On Nov. 21, President Obama signed the HIV Organ Policy Equity (HOPE) Act into law. This legislation will allow HIV-positive individuals to donate organs to HIV-positive patients.
Predictions say that this change will make available 500 to 600 more organs for transplantation every year. With 120,000 people in the United States waiting for hearts, lungs, kidneys and other organs, the HOPE Act is expected to significantly alleviate the national demand for organ donation.
HIV-positive organ donation has been illegal since 1988 when the Organ Procurement and Transplantation Network (OPTN) amended the National Organ Transplant Act to stop organ donation by HIV-positive patients in order to prevent infection.
Since 1988, the scientific community has made enormous strides in its understanding of HIV. Antiretroviral and other medications greatly extended the life expectancy of HIV-positive individuals. In fact, HIV is no longer the death sentence it was in the 1980s.

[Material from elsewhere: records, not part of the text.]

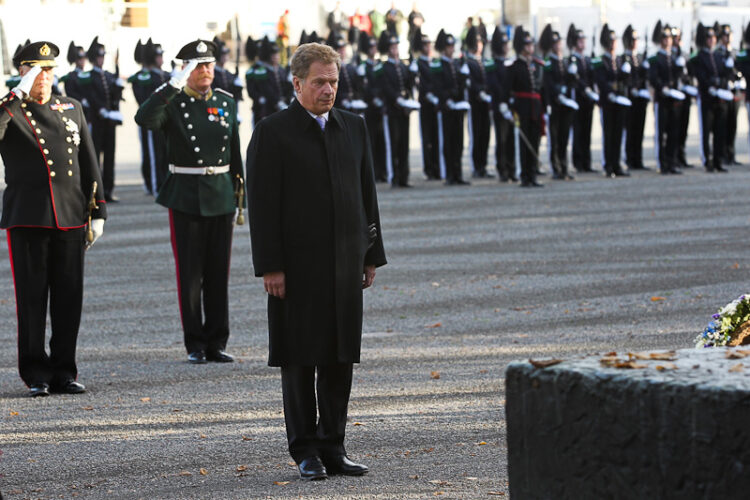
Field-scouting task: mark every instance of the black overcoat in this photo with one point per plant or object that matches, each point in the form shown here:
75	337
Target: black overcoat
311	197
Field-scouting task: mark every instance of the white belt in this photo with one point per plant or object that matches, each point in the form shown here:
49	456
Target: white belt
199	170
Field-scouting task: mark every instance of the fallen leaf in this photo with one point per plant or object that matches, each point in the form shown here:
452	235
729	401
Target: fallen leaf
544	363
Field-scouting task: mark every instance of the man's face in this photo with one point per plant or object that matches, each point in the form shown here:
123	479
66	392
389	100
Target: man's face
317	92
201	77
42	87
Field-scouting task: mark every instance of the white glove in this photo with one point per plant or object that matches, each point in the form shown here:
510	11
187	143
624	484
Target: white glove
27	81
179	79
97	227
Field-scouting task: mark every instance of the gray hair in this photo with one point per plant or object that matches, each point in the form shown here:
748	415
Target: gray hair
308	53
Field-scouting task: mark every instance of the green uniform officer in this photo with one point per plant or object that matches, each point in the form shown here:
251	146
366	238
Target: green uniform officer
205	171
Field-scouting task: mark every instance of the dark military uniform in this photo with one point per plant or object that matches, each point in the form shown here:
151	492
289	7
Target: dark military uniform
50	168
205	162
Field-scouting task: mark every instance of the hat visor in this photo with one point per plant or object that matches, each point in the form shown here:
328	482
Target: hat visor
47	63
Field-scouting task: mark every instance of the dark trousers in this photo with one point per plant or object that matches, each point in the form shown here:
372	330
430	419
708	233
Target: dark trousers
430	146
504	147
712	129
480	135
374	122
560	120
316	429
635	123
103	136
667	128
528	153
453	144
202	247
398	133
732	108
47	266
684	117
582	136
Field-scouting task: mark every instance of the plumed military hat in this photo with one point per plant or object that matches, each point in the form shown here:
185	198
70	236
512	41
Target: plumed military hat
499	40
76	52
386	40
199	50
38	54
95	50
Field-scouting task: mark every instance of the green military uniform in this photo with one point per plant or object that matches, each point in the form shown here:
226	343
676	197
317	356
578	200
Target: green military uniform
202	134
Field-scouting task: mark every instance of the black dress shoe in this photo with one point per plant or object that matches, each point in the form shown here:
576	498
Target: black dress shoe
340	464
312	469
197	357
36	390
219	357
68	387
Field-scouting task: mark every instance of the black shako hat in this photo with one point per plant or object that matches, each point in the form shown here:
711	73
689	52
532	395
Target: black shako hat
499	41
41	54
199	50
96	49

However, these medical advances have hit a roadblock in terms of HIV-positive organ transplantation. HIV-positive individuals waiting for kidneys, lungs or other organs, a growing number thanks to an extended life expectancy, are more likely to die on the transplant waiting list than those not infected because of the dangers associated with a more compromised immune system. Furthermore, about 25% of HIV patients also have hepatitis C, a disease that can only be treated with a liver transplant in its advanced form. Thus, with an increasing number of HIV-positive patients waiting for organ donation and a greatly improved knowledge of HIV, it seemed unnecessary to block positive-to-positive transplantation.
Before the amendment could be overturned, however, the scientific community needed to prove positive-to-positive transplants would be successful. Elmi Muller, a transplant surgeon at the University of Cape Town in South Africa, provided much of the research that generated this proof. Muller has performed 26 positive-to-positive kidney transplants since 2008. Only two of these have failed.
Muller’s experience sparked the interest of researchers in the United States including Dorry Segev, a transplant surgeon at Johns Hopkins Hospital. In an email to The News-Letter, Segev said Muller’s research and his frustration with the congressional ban on positive-to-positive donations pushed him to look closer. “The first step was to estimate the potential impact of using these organs on our donor pool; this took about a year, drawing from two large data sources and estimating not only the number of organs that could be available but also the money that Medicare could save in the process.” According to Segev, “The combination of lives saved and health care dollars saved would be a strong argument to carry [the] cause on the Hill.”
In June 2011, the positive-to-positive movement mushroomed onto the national scene. The American Society of Transplant Surgeons, the American Society of Transplantation, the Association of Organ Procurement Organizations, and the United Network for Organ sharing released a joint statement calling for positive-to-positive transplantation in the United States. On Capital Hill, the scientific research spoke for itself but it was difficult to generate interest. According to Segev, “Showing members of Congress and their staff that this was a good idea was relatively straightforward; getting on their radar and then getting the bill on the larger congressional radar was more difficult.” Brian Boyarsky, a Hopkins graduate who majored in public health, worked closely with Segev. He spent countless hours reaching out to anyone who would listen. The work of people like Segev and Boyarsky did not go unanswered. Two years after the release of the joint statement, the Senate approved the bill. The HOPE Act passed the U.S. House of Representatives on November 12th and Obama quickly signed the act into law nine days later. While federal legislation is a huge step for this movement, surgeons and medical researchers must wait for the OPTN to develop ethical and clinical standards to guide medical research on positive-to-positive transplants in the United States.
Even with these policy changes, positive-to-positive transplantation is likely to take hold slowly within the medical community due to unanswered scientific questions. Superinfection, or the infection of an HIV positive organ recipient with an antiretroviral drug-resistant form of the virus, is a very real possibility. If the donor is living, doctors can take time to genotype the HIV strain in the donor and can largely avoid this situation. However, if the donor is deceased, time constraints may not allow for these tests. Furthermore, it is still unclear how antiretroviral drugs will react with medications given during transplant. They may increase the risk of rejection, pushing doctors to administer extremely high, possibly toxic, levels of immunosuppressant medications to HIV-positive organ recipients.
Despite these scientific concerns, Segev remains optimistic: “I’m sure that, given the huge volume of transplants in the United States, we will have the opportunity to learn a tremendous amount about how to optimize the outcomes of these transplants.” Keep an eye on the positive-to-positive movement. It is sure to significantly impact the progress of organ donation within the United States and, with forward-thinking surgeons like Segev, cutting edge changes in the field are likely to occur right here in Baltimore at Johns Hopkins Hospital.